Ireland is so dominated by imperialism that the section of the economy controlled by transnational firms and by tax avoidance schemes is substantially bigger than the native economy. It is not difficult to work out Dublin's response when asked to sacrifice Irish workers again in the interests of European capital.

The collateral damage from Brexit then tilts the Irish economy further away from the weak native economy and towards the transnational and financial sector, with the uncontrolled corruption and deformation of state and legal structures associated with this control. It will also mean a third wave of attacks on Irish workers, reeling from austerity and the current housing crisis and out of control rent hikes.

It also means the return of the national question. A hard border negates the conceit that the northern state will at some stage evaporate and leave a united Ireland. The border issue does not sit alone. The Good Friday institutions have collapsed and the British have now instituted a direct rule regime demanded by the unionists. They refuse to resolve issues of democratic rights that they now have direct responsibility for and recently a revised Boundary Commission report gerrymandered electoral areas with the effect of restoring the unionist majority eaten into in the 2017 assembly election.

Some have speculated that the British will abandon unionism due to the pressures of Brexit. The history of the Troubles negates this idea and the far-right nature of the Brexit coalition makes it impossible.

The main obstacle to building a resistance remains Sinn Fein, closely followed by the union leaders. Faced with Brexit, they demand special status for Northern Ireland rather than a united Ireland. Faced with implacable unionist bigotry and the collapse of the northern institutions they express their anxiety to get the failed institutions up and running again while denying the self-evident reality of direct rule. Their only concern is to conceal the collapse of their political strategy and win places in a coalition government in Dublin.
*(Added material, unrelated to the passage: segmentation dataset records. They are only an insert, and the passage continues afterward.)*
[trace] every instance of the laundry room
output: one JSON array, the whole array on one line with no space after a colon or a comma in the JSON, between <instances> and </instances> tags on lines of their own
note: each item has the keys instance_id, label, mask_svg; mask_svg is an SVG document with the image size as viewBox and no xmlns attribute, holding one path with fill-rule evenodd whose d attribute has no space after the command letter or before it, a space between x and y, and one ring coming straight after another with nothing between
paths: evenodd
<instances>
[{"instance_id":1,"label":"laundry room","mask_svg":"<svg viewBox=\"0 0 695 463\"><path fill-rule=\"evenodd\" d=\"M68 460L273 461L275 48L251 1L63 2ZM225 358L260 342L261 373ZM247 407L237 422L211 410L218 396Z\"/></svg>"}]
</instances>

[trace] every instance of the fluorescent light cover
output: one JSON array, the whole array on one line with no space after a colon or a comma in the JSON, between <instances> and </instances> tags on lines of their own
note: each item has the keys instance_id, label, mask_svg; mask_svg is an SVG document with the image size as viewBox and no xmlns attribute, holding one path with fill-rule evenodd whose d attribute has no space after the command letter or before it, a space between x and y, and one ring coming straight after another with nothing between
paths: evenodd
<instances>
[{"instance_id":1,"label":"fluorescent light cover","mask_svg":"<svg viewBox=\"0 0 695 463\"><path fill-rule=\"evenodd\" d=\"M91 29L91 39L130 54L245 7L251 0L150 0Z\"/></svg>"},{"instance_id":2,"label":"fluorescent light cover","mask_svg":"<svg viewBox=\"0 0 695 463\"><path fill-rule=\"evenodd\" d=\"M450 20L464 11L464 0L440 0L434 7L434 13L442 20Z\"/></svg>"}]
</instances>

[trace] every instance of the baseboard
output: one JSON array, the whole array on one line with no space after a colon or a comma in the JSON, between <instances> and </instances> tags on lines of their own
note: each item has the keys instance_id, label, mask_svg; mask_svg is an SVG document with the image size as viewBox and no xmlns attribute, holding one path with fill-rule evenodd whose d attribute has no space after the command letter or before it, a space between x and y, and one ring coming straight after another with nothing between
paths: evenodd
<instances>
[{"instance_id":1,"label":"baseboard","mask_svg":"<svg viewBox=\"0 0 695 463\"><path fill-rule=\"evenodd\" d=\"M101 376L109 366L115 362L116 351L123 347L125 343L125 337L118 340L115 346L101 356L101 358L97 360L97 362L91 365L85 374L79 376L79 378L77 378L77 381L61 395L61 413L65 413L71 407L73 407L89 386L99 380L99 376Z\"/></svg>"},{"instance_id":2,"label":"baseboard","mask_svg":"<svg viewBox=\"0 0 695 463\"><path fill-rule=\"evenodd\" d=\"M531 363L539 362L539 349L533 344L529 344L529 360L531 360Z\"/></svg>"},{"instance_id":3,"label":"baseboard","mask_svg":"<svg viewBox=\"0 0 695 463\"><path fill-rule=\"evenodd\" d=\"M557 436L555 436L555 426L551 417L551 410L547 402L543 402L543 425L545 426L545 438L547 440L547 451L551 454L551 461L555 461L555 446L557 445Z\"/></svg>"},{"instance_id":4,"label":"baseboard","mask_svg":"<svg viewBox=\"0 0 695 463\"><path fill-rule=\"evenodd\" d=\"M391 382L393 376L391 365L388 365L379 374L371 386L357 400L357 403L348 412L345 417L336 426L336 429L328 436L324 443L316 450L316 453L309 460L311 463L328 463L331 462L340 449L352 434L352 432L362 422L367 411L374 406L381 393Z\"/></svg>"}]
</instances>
Behind Sinn Fein come the majority of socialist and republican groups who mainly sponsor Irexit - the idea that Ireland should also withdraw from Europe.

It is hard to pin down the ideology behind this. In part it reflects the near universal dislike of Europe and the recognition of their role in enforcing the austerity. However why oppression by Europe would be resolved by separation is not clear, especially when separation would force us further under the sway of Britain, the former colonial power who continues to occupy the north-eastern segment of the country.

Part of the answer is that Irish republicanism, by its very nature, tends to think that self-determination can be achieved within the boundaries of the nation state. The socialists no longer believe that socialist revolution is likely and focus on schemes based on structural and democratic issues.

But that makes them blind. While much of the left in Ireland and Britain constantly promote failed reformist experiments such as the Syriza government in Greece, they ignore class struggle in France. There a comrade of our own has led a bitter battle against attempts to deny postal workers union rights and workers and students have united to defend students at Nanterre University from an administration using both fascist groups and riot police to attack them. The country is convulsed by rolling strikes as the mass of workers fight President Macron's attempt to establish his own "Thatcher moment" by abolishing many working class rights.

The counterpoint to Brexit and Irexit is a 32 county Workers epublic and solidarity with workers across Europe to build a United Socialist States of Europe. The mechanism for that journey is implacable defence of workers from every new assault and a coming together of working class activists to found a revolutionary party of the working class.

That is what revolutionaries should fight for.